Ticket: "Ich bin dann mal weg", Ihr Buch darüber, soll verfilmt werden.
Kerkeling: Im nächsten Jahr.
Ticket: Wer spielt Hape Kerkeling?
Kerkeling: Das weiß ich nicht, das entscheidet die Produktionsfirma. Ich werde es nicht machen. Erstens kann ich mich nicht selber spielen, weil es dann ja eine Rolle ist, und zweitens bin ich dann fast elf Jahre älter als ich damals war, womit es unglaubwürdig werden würde.
Ticket: Sie lieben Animationsfilme. Da wundert es, dass Sie sich nicht schon eine Comicfigur auf den Leib geschrieben haben wie etwa Otto mit seinen Elefanten oder Loriot mit Wum und Wendelin.
Kerkeling: Privat zeichne ich sehr gern Karikaturen und habe Zuhause etliche Schatullen damit gefüllt. Ich zeichne seit meinem zehnten Lebensjahr und besitze mittlerweile bestimmt 600 bis 700 Karikaturen von selbst erfundenen Figuren. Aber ich habe sie nie in der Öffentlichkeit gezeigt und werde es wahrscheinlich auch nicht tun.
Ticket: Beschäftigt Sie so etwas wie Ehec?

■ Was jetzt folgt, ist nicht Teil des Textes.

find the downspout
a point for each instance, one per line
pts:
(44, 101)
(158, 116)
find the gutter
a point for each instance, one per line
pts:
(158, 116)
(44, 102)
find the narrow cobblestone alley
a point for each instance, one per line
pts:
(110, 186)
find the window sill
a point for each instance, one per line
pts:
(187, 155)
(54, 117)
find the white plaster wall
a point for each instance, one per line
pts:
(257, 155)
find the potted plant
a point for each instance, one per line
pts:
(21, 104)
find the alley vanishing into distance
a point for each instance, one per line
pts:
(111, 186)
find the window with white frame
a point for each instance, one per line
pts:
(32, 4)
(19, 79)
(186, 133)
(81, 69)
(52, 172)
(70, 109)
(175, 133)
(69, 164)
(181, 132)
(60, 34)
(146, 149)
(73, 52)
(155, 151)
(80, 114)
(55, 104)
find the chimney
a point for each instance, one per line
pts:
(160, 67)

Kerkeling: Hallo, geht’s noch? Ich bin Hypochonder und denke schon die ganze Zeit, was meine Interviewpartner so alles gegessen haben: Gurke oder Sojasprossen?
KUNG FU PANDA 2
Regie: Jennifer Nelson
Mit den deutschen Stimmen von Hape Kerkeling, Cosma Shiva Hagen, Bettina Zimmermann, Ralf Schmitz, Gottfried John und anderen
90 Minuten, frei ab sechs Jahren
Die Story
Nach seinem ersten Abenteuer liegt Pandabär Po wieder gern auf der faulen Haut. Doch neues Unheil bedroht ganz China. Ein fieser Pfau namens Lord Shen ist in die Hände einer neuen Waffe gekommen: Schießpulver! Damit will er die Macht an sich reißen, wären da nicht Po und seine Freunde. Po muss seinen inneren Frieden finden, bevor er den Frieden fürs Land herstellen kann.